Outro problema é que o partido se sente relegado pelo presidente da República, Jair Bolsonaro. A turma do PSL achou que teria tratamento especial no Palácio do Planalto, mas encontrou um presidente afastado do Congresso Nacional. Só está bom para quem se articula em outros ares, como a líder do governo, deputada Joice Hasselmann (PSL-SP), presença cativa nas reuniões ministeriais e encontros com o primeiro escalão da Esplanada dos Ministérios.

Sem cafezinho
Responsáveis pelo serviço e pela limpeza dos restaurantes do Senac no Congresso fizeram reunião informal para reclamar da falta de empregados, todos terceirizados, e do acúmulo de trabalho. Quando alguém adoece, fica ainda pior.

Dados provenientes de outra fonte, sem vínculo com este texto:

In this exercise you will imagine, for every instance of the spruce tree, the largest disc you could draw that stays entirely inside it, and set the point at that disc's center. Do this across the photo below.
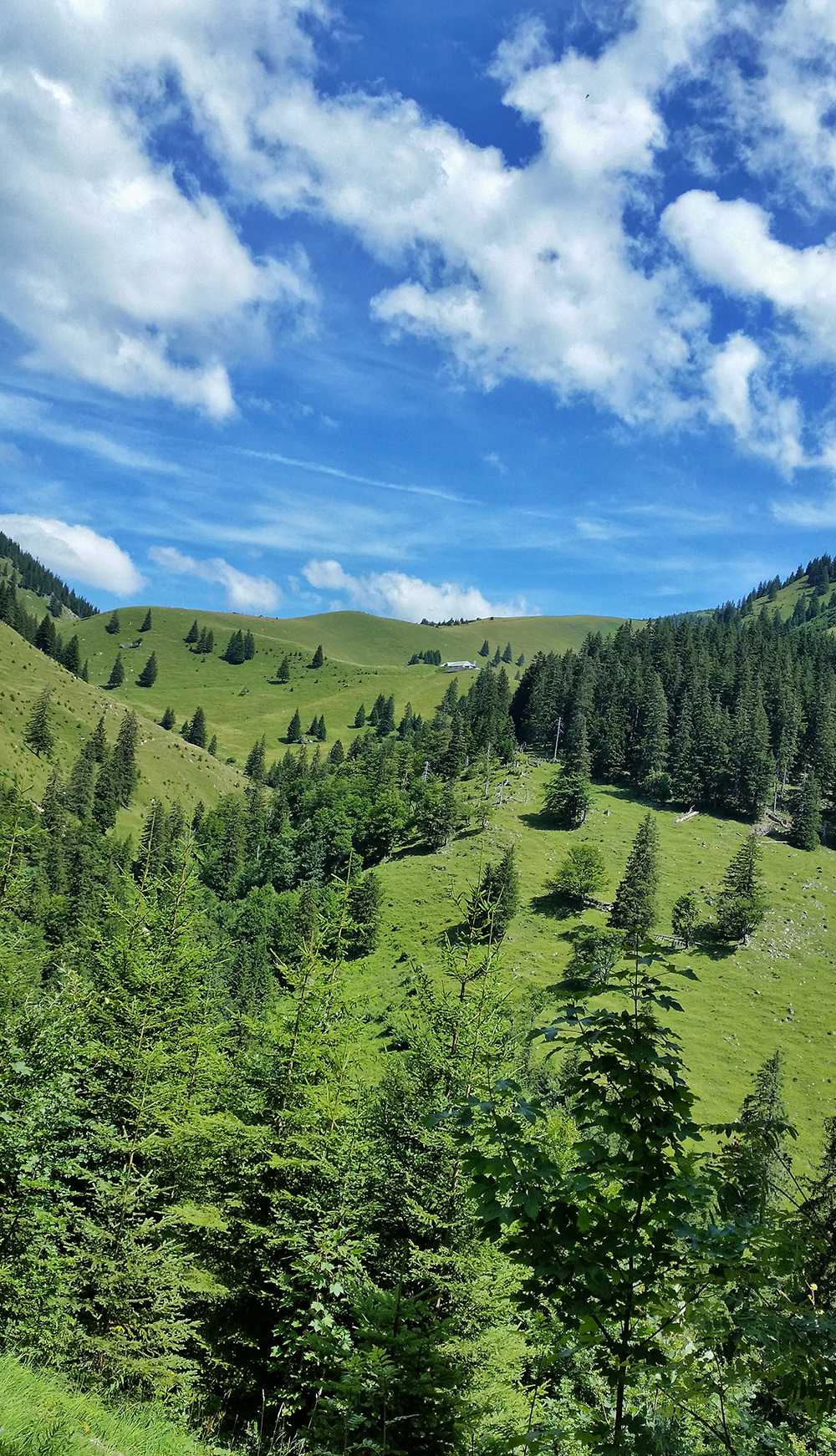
(255, 766)
(634, 909)
(45, 635)
(740, 903)
(72, 657)
(198, 730)
(38, 733)
(125, 771)
(808, 816)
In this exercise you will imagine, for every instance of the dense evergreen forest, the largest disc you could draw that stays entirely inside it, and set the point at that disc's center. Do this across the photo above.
(488, 1222)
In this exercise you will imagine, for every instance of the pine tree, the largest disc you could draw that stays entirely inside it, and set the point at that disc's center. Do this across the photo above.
(198, 730)
(45, 635)
(149, 675)
(808, 816)
(740, 903)
(125, 759)
(72, 657)
(255, 766)
(235, 649)
(38, 733)
(634, 909)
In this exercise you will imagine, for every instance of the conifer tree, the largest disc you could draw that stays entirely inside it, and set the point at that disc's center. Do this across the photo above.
(117, 673)
(634, 909)
(72, 657)
(740, 903)
(45, 635)
(198, 730)
(255, 766)
(38, 733)
(808, 816)
(149, 675)
(125, 759)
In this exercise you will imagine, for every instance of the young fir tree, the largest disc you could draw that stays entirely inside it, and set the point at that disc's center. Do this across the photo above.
(45, 635)
(38, 733)
(808, 816)
(124, 759)
(634, 909)
(255, 766)
(117, 673)
(198, 728)
(72, 657)
(149, 675)
(740, 903)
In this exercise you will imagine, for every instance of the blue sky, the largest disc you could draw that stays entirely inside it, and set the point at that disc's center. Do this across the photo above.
(430, 310)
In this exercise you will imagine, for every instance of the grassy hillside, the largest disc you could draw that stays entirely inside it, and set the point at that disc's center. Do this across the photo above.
(779, 992)
(364, 657)
(169, 767)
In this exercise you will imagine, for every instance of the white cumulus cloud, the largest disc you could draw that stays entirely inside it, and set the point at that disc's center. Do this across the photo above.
(395, 594)
(242, 592)
(76, 552)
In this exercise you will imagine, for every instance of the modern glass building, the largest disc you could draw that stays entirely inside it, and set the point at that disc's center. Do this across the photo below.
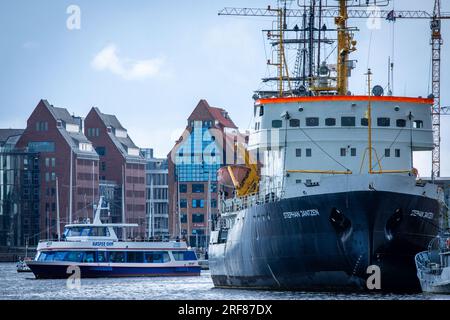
(193, 165)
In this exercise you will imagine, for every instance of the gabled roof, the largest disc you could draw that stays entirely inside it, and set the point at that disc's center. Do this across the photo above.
(109, 120)
(10, 135)
(60, 113)
(121, 143)
(203, 111)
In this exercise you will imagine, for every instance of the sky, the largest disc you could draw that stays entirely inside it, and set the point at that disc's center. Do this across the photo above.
(149, 62)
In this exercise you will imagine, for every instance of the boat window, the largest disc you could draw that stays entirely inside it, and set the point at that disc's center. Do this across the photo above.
(100, 232)
(89, 257)
(312, 122)
(277, 123)
(156, 257)
(102, 256)
(348, 121)
(60, 256)
(418, 124)
(384, 122)
(364, 122)
(74, 256)
(85, 232)
(117, 256)
(294, 123)
(330, 122)
(401, 123)
(184, 255)
(135, 256)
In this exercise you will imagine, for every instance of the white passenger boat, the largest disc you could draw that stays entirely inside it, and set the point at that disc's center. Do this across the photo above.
(96, 250)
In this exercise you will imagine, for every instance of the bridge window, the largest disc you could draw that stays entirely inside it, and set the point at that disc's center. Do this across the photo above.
(364, 122)
(277, 123)
(384, 122)
(294, 123)
(348, 121)
(312, 122)
(330, 122)
(401, 123)
(418, 124)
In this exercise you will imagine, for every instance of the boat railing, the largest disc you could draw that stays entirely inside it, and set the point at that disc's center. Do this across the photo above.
(254, 199)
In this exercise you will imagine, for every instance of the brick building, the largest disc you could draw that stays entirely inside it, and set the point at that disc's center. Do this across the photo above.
(193, 163)
(58, 138)
(119, 158)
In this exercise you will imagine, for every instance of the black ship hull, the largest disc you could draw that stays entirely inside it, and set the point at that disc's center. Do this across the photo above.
(327, 242)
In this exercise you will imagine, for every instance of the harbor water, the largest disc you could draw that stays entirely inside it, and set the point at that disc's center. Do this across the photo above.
(23, 286)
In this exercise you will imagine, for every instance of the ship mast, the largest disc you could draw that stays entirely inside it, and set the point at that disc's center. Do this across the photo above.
(346, 45)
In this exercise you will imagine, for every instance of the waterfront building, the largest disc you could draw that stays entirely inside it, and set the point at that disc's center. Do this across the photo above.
(19, 193)
(121, 169)
(68, 167)
(157, 207)
(193, 163)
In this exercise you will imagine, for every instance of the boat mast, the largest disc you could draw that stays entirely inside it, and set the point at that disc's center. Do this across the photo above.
(71, 186)
(346, 45)
(58, 222)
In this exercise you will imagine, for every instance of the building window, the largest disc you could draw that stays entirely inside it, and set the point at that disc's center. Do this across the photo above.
(198, 188)
(198, 218)
(277, 123)
(294, 123)
(312, 122)
(418, 124)
(348, 121)
(364, 122)
(401, 123)
(183, 188)
(330, 122)
(42, 146)
(384, 122)
(198, 203)
(41, 126)
(101, 151)
(308, 152)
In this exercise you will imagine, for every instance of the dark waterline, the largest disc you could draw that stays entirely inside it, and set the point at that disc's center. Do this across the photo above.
(23, 286)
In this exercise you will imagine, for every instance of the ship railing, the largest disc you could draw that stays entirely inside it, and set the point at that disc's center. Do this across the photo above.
(255, 199)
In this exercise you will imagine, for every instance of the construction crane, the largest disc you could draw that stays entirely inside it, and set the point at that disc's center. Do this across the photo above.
(391, 15)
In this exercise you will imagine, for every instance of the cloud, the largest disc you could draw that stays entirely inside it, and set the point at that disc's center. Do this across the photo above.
(30, 45)
(108, 60)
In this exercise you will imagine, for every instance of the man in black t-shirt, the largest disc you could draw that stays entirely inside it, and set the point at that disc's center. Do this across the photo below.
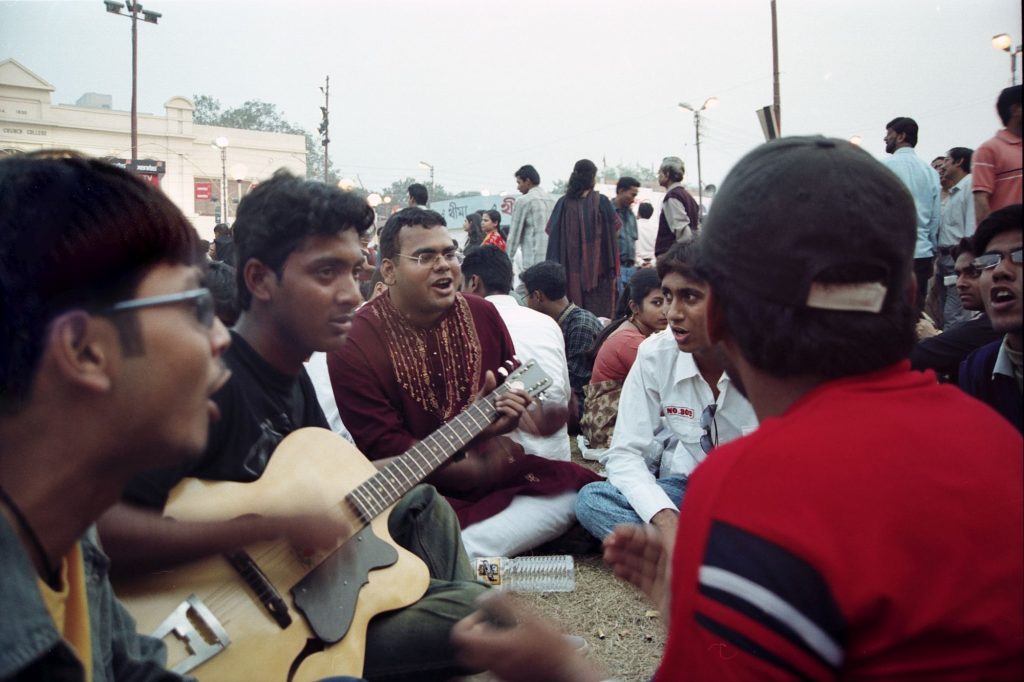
(298, 289)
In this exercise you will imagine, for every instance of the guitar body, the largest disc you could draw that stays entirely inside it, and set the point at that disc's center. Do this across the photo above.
(309, 473)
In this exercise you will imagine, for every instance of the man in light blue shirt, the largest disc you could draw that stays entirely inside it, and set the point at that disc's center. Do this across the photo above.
(923, 181)
(956, 223)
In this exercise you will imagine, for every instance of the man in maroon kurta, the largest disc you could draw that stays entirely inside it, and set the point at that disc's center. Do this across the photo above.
(416, 357)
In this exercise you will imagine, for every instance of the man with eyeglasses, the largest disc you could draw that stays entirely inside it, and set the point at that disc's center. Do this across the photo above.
(109, 356)
(992, 373)
(872, 525)
(677, 405)
(944, 351)
(416, 357)
(298, 292)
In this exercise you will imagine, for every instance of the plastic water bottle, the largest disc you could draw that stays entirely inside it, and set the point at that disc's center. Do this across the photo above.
(527, 573)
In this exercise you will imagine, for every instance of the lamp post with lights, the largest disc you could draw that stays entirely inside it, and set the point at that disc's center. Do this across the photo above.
(150, 17)
(710, 102)
(221, 143)
(424, 164)
(1005, 43)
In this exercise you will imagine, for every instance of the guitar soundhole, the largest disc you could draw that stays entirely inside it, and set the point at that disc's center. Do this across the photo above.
(312, 646)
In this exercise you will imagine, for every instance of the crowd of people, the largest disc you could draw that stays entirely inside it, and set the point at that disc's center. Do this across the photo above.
(794, 497)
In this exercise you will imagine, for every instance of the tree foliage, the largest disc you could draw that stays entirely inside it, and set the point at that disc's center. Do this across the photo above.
(257, 115)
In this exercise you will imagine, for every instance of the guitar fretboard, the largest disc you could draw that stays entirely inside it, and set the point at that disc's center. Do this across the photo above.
(386, 486)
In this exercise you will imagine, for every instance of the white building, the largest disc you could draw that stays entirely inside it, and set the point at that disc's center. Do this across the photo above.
(173, 153)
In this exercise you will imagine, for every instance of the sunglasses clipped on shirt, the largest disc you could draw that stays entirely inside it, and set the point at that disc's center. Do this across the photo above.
(709, 441)
(202, 298)
(989, 260)
(431, 259)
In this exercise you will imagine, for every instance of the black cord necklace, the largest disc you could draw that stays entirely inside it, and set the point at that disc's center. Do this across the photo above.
(27, 528)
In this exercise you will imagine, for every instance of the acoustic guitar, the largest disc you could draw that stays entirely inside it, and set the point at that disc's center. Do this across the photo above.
(274, 612)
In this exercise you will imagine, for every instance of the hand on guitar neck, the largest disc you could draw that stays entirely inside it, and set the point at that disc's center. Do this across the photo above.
(511, 407)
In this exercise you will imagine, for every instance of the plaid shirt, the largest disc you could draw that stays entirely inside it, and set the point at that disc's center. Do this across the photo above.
(580, 327)
(529, 223)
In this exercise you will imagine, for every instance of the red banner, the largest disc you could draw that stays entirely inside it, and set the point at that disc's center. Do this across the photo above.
(204, 190)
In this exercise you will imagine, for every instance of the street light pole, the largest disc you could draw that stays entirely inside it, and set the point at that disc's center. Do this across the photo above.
(709, 103)
(221, 143)
(325, 124)
(1005, 43)
(152, 17)
(424, 164)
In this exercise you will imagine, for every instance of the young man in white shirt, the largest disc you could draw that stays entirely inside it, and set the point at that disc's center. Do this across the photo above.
(676, 406)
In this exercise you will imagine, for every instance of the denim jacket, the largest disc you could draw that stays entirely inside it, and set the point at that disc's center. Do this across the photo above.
(31, 648)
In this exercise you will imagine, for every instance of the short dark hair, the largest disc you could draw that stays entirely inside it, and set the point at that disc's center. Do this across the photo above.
(414, 215)
(475, 235)
(783, 335)
(641, 283)
(75, 232)
(548, 276)
(367, 288)
(966, 245)
(674, 169)
(492, 265)
(906, 126)
(681, 258)
(962, 156)
(626, 182)
(527, 172)
(1005, 104)
(222, 282)
(419, 194)
(583, 178)
(1007, 219)
(276, 217)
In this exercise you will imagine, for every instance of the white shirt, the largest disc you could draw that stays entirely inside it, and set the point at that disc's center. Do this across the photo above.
(316, 369)
(665, 387)
(538, 337)
(646, 236)
(675, 213)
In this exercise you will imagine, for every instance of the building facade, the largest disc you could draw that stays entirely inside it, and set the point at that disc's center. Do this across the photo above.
(174, 154)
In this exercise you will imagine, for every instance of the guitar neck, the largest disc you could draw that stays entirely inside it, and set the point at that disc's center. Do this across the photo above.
(386, 486)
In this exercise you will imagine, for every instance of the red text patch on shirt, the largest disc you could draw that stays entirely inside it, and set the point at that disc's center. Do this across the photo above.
(682, 412)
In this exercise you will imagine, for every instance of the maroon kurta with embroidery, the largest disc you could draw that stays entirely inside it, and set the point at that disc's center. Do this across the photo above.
(396, 383)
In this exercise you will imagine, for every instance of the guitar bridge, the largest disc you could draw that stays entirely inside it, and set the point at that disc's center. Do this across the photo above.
(198, 629)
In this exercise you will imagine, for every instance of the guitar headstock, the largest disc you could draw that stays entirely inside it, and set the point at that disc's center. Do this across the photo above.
(528, 376)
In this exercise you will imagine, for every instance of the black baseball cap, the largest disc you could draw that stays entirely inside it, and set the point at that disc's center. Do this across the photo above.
(798, 215)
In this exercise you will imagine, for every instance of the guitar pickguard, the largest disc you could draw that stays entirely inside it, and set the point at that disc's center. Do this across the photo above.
(327, 596)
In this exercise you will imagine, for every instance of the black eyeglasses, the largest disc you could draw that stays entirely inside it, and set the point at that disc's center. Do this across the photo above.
(709, 441)
(202, 297)
(989, 260)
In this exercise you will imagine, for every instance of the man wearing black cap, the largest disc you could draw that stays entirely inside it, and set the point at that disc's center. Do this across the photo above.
(847, 537)
(923, 182)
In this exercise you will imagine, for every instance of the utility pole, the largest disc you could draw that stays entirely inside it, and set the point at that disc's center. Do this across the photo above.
(776, 102)
(150, 16)
(326, 122)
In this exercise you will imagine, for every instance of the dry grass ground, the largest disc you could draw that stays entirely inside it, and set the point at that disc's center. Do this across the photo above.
(614, 617)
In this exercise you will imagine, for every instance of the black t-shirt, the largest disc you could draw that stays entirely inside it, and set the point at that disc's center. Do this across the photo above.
(259, 406)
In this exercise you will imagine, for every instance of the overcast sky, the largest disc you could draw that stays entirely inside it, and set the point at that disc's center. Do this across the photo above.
(478, 88)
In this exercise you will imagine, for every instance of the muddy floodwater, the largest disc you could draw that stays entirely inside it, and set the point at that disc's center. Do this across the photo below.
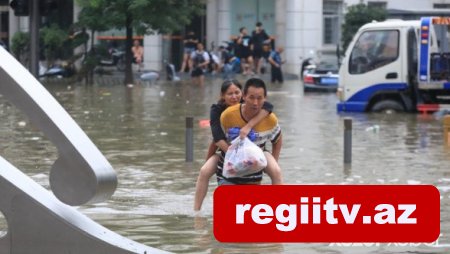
(141, 131)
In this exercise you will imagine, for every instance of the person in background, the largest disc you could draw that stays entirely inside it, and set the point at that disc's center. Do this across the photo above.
(244, 52)
(138, 54)
(230, 94)
(266, 130)
(198, 64)
(259, 38)
(190, 44)
(229, 63)
(276, 62)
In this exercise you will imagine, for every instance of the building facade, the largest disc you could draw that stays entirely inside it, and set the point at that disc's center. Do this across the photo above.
(306, 29)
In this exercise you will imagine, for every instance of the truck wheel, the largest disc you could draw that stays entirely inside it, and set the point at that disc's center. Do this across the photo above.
(388, 107)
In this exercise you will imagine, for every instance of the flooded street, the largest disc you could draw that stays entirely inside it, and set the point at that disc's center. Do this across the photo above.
(141, 131)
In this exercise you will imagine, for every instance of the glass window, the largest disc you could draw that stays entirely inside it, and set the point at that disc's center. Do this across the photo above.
(332, 11)
(381, 5)
(374, 49)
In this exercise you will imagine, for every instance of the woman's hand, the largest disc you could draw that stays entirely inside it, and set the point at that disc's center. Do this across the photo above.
(244, 131)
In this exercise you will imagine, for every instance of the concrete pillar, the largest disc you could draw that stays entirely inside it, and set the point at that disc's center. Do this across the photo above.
(218, 21)
(153, 52)
(13, 25)
(81, 48)
(299, 30)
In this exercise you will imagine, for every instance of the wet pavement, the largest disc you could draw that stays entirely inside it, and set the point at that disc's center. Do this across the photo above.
(141, 130)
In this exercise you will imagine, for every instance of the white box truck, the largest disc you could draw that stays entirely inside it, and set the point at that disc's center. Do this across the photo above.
(397, 66)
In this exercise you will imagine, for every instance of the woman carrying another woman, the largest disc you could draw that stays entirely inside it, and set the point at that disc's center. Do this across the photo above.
(230, 94)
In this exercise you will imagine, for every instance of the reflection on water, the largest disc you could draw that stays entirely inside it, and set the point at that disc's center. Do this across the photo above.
(141, 132)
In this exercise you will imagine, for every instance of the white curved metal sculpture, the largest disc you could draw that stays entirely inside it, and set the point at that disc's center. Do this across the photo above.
(37, 221)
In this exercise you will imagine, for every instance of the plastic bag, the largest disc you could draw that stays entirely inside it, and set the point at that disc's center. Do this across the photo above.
(243, 158)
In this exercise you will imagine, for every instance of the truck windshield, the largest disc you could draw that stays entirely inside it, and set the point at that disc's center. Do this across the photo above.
(374, 49)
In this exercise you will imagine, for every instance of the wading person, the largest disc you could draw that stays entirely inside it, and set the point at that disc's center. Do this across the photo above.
(230, 94)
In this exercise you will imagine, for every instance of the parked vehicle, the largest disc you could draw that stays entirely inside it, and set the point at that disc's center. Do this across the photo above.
(114, 57)
(321, 77)
(397, 65)
(56, 71)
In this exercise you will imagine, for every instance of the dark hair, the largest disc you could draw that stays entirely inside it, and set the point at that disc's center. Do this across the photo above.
(255, 82)
(225, 85)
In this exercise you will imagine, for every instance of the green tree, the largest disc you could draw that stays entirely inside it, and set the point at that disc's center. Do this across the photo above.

Se a situação não melhorar, dizem, vem greve por aí.

Soraya ataca
A deputada Soraya Santos (PL-RJ) reclamou da viagem de parlamentares à Suíça, durante evento das Nações Unidas, afirmando que os colegas “foram lá apresentar notícias falsas que não representam essa Casa Legislativa e gastar dinheiro público”. A parlamentar qualificou a agenda como “atividade corriqueira graças às ideias mirabolantes de deputados da oposição”.

Segredinhos...

Agenda
Quando está livre dos compromissos oficiais, o governador do DF, Ibaneis Rocha, gosta de almoçar no Lake’s, da Asa Sul, às quartas.

Sem festa
O casamento da deputada Carla Zambelli (PSL-SP) com o diretor da Força Nacional de Segurança, coronel Aginaldo de Oliveira, será numa loja maçônica de Brasília. E não terá festa.

Especial
Um ano após a morte de Albano Ribeiro, sócio do Bier Fass do Pontão, a família e os amigos inauguraram uma ampla mesa no restaurante com o nome dele.